High Dimension Nearest Neighbor Search and Localization Sensitivity Hashing

Question

High Dimension Nearest Neighbor Search and Localization Sensitivity Hashing

Here is the main problem. I have a very large database (25,000 or so) of 48-dimensional vectors, each of which has values from 0 to 255. Specificity is not so important, but I believe that this could help give context.

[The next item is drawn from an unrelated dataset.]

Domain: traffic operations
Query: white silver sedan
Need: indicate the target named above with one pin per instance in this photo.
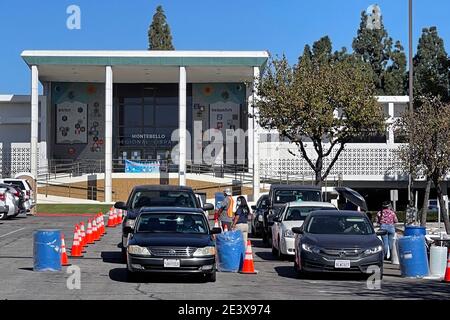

I don’t need a nearest neighbor, so an approximate search for neighbors that are within a certain accuracy is acceptable. I practiced with hashing the sensitivity of the place , but I lost it very much.

I wrote a hash function as described in the article in the Stable Distributions section as far as I can. Here is the code.

def lsh(vector, mean, stdev, r = 1.0, a = None, b = None): if not a: a = [normalvariate(mean, stdev) for i in range(48)] if not b: b = uniform(0, r) hashVal = (sum([a[i]*vectorA[i] for i in range(48)]) + b)/r return hashVal

The hash function is at least some “working”. If I order a list of points by hash value and calculate the average distance between a point and its neighbor in the list, the average distance is about 400, compared to the average distance of about 530 for any two randomly selected points.

My biggest questions are this.

A: Any suggestions on where I can learn more about this. My search did not bring many results.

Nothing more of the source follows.